Notable & Quotable: MBA members in the news and more

Thursday, Dec. 5, 2019


  • "Possibly ‘negligent’ insurer didn’t violate 176D, 1st Circuit rules," Massachusetts Lawyers Weekly (Dec. 2). MBA member Harvey Nosowitz commented on a 1st U.S. Circuit Court of Appeals decision, which found that a $120,000 disparity between an insurer's appraisal of ice damage and the amount awarded to the homeowner in a reference hearing did not constitute bad faith under Chapter 176D.

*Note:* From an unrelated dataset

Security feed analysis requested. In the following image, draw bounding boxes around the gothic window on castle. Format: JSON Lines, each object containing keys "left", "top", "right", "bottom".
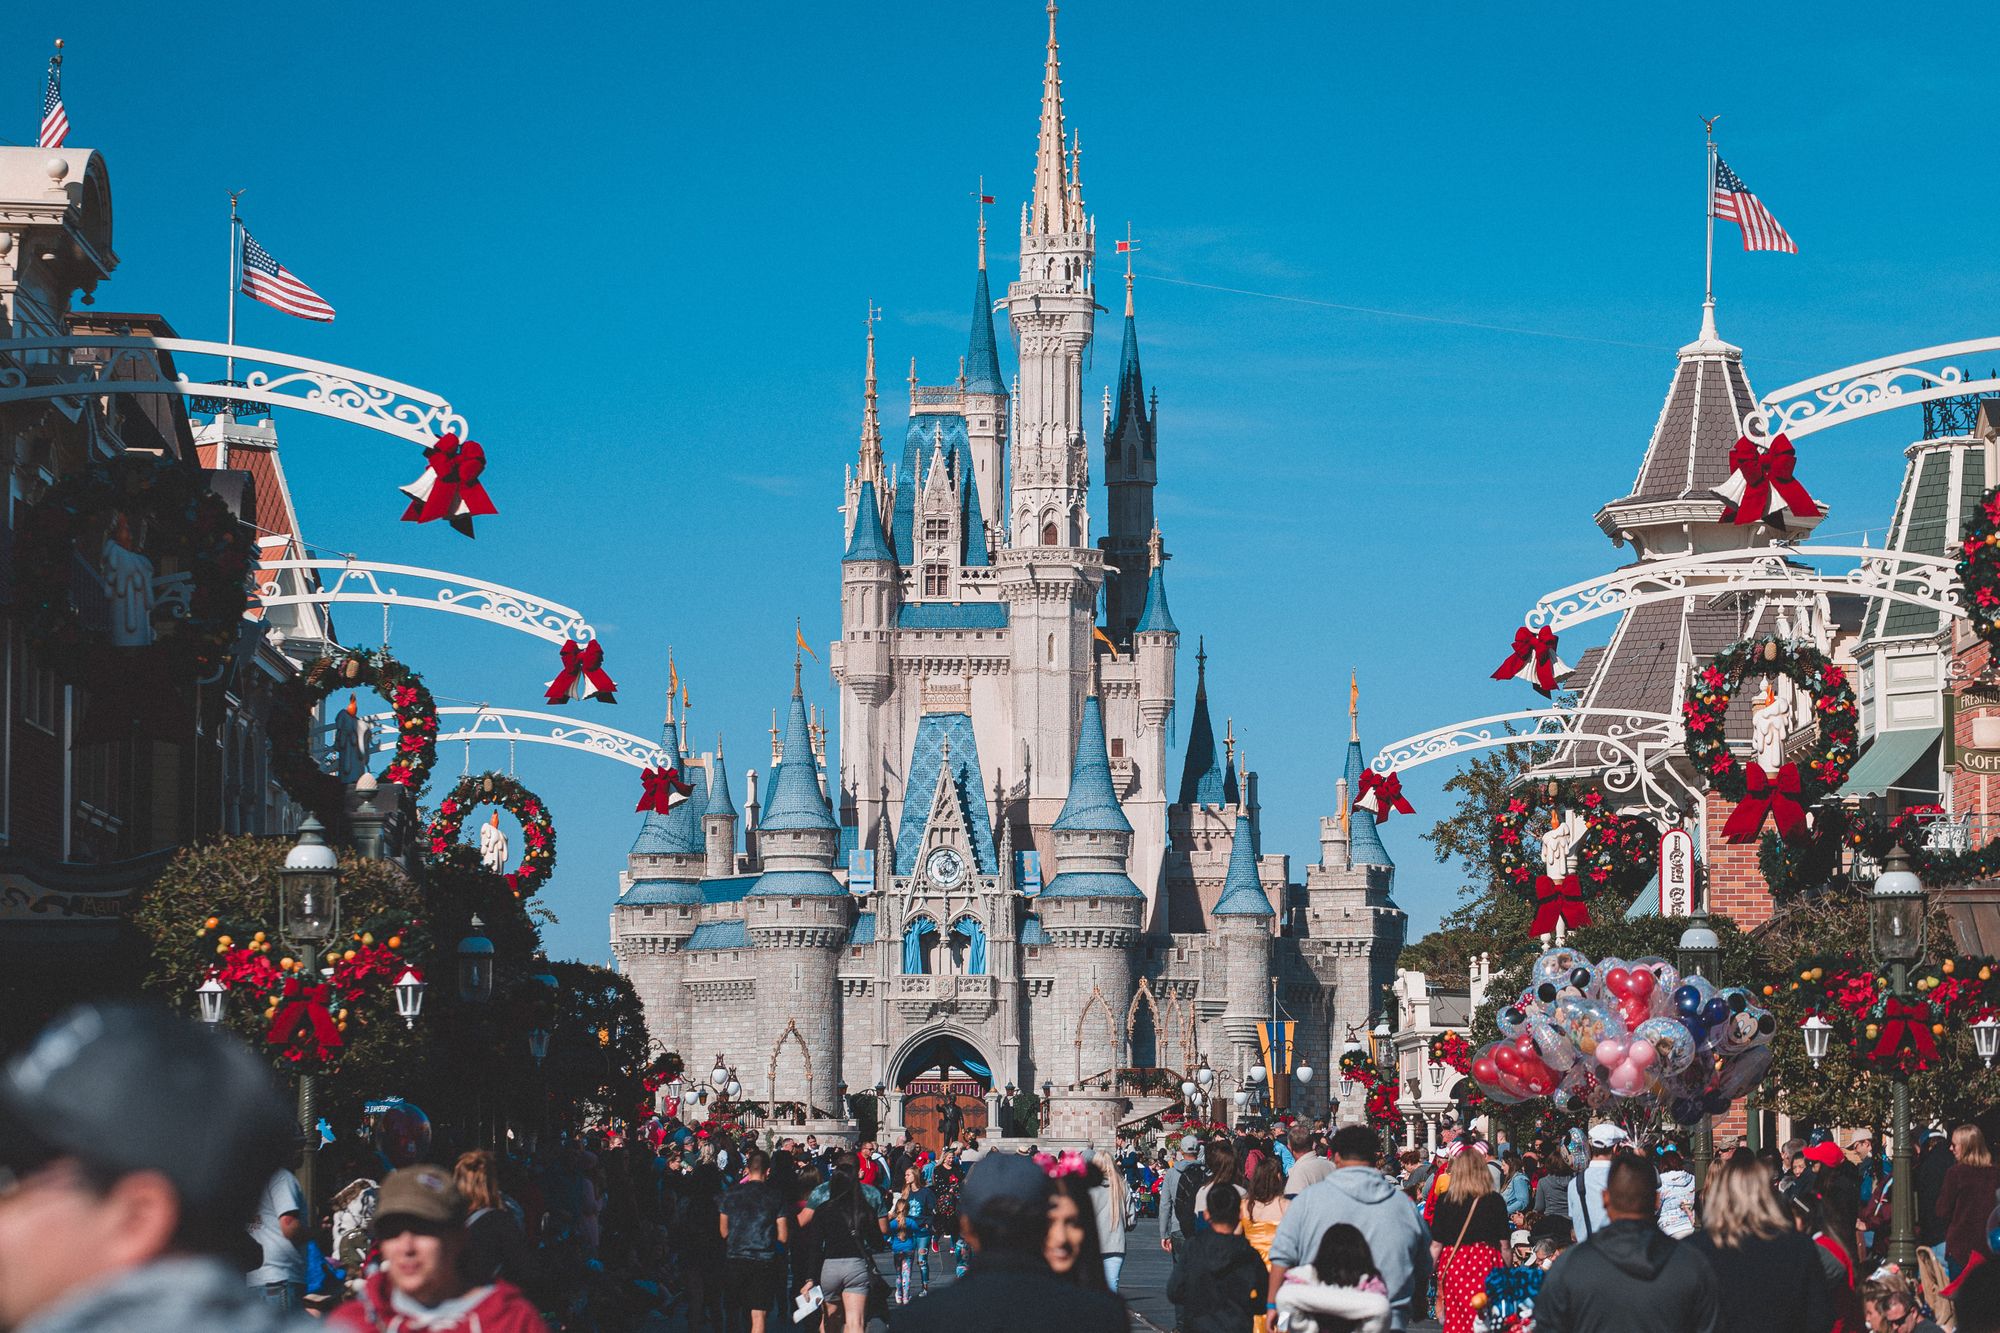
{"left": 924, "top": 518, "right": 950, "bottom": 543}
{"left": 923, "top": 566, "right": 948, "bottom": 597}
{"left": 1042, "top": 520, "right": 1059, "bottom": 546}
{"left": 1110, "top": 738, "right": 1125, "bottom": 758}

  • "Motions to dismiss: Impress or address?" Massachusetts Lawyers Weekly (Dec. 2). Hon. Douglas H. Wilkins, an MBA member and a Superior Court judge, co-wrote a column outlining strategies for preparing oral arguments on motions to dismiss.

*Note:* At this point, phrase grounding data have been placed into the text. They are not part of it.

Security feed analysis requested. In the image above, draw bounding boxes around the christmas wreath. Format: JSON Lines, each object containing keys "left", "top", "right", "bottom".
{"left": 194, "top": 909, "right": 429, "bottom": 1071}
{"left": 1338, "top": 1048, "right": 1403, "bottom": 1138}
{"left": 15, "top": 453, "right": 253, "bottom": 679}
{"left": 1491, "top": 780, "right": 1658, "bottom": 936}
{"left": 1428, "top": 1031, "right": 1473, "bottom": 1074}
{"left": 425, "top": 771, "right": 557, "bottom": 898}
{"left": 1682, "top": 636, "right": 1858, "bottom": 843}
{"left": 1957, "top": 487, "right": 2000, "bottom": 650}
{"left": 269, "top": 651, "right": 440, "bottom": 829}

  • "Four steps to developing a winning succession plan," Massachusetts Lawyers Weekly (Dec. 2). MBA member Susan Letterman White, who chairs the Solo/Small Firm Law Practice Management Section Council, wrote an article explaining how to draft an effective succession plan.

  • "Hundreds turn out to celebrate legal community’s ‘Top Women,’" Massachusetts Lawyers Weekly (Dec. 2). MBA President-elect Denise I. Murphy and MBA President John J. Morrissey were featured in a recap of Massachusetts Lawyers Weekly's Nov. 7 Top Women of Law event. Murphy was inducted into the 2019 Circle of Excellence, and Morrissey presented the 2019 Leadership Scholarship to New England Law | Boston student Sujin Han. 

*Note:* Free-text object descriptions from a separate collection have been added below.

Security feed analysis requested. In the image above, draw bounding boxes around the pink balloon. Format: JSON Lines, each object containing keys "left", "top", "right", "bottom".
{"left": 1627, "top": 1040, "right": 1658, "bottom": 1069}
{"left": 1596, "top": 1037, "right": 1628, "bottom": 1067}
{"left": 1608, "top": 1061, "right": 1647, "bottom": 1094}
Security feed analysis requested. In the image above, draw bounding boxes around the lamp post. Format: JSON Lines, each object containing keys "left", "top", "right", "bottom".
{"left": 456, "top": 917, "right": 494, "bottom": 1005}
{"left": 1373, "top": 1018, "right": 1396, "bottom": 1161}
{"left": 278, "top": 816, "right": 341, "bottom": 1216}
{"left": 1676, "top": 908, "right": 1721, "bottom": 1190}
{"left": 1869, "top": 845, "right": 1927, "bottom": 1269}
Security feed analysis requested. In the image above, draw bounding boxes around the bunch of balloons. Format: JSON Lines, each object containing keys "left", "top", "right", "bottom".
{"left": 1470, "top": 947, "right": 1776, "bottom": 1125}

  • “Audit revives DAs’ dismay over sentencing guidelines,” Massachusetts Lawyers Weekly (Nov. 25). MBA members Randy Gioia and Martin R. Rosenthal discussed the issue of whether the Massachusetts Sentencing Commission should submit its revised sentencing guidelines to the Legislature. 

  • “Litigation privilege doesn’t shield lawyer from defamation claim,” Massachusetts Lawyers Weekly (Nov. 25). MBA members Vincent J. Pisegna, Jonathan D. Plaut and Joseph G. Blute commented on an Appeals Court decision finding that the litigation privilege did not shield an attorney from a defamation suit filed after he made allegedly false accusations in a letter sent on his client’s behalf. 

  • “Bankruptcy trustee can ‘claw back’ tuition payments,” Massachusetts Lawyers Weekly (Nov. 25). MBA member Steven Weiss was quoted in a story about a 1st Circuit Court of Appeals ruling, which found that a Chapter 7 trustee could “claw back” $65,000 in tuition payments made by debtors when the funds were legally insolvent. 

  • “Nobody wants to be sued,” Massachusetts Lawyers Weekly (Nov. 25). MBA member Melissa Langa co-wrote an overview of the varying state laws governing self-settled domestic asset protections trusts.

  • “‘Incredible shrinking lawyer’ a beacon in weight-loss wars,” Massachusetts Lawyers Weekly (Nov. 25). MBA member Matthew P. Barach was profiled in a Hearsay article focused on his more than 80-pound weight-loss journey, which he plans to document in a book tentatively titled “The Fat Lawyer’s Guide to Getting Thin.”

  • “Legal analyst Peter Elikann weighs in on BC texting suicide case,” Boston 25 News (Nov. 22). MBA member Peter T. Elikann was interviewed for a TV segment on the arraignment of a former Boston College student who allegedly sent text messages that led to her boyfriend’s suicide.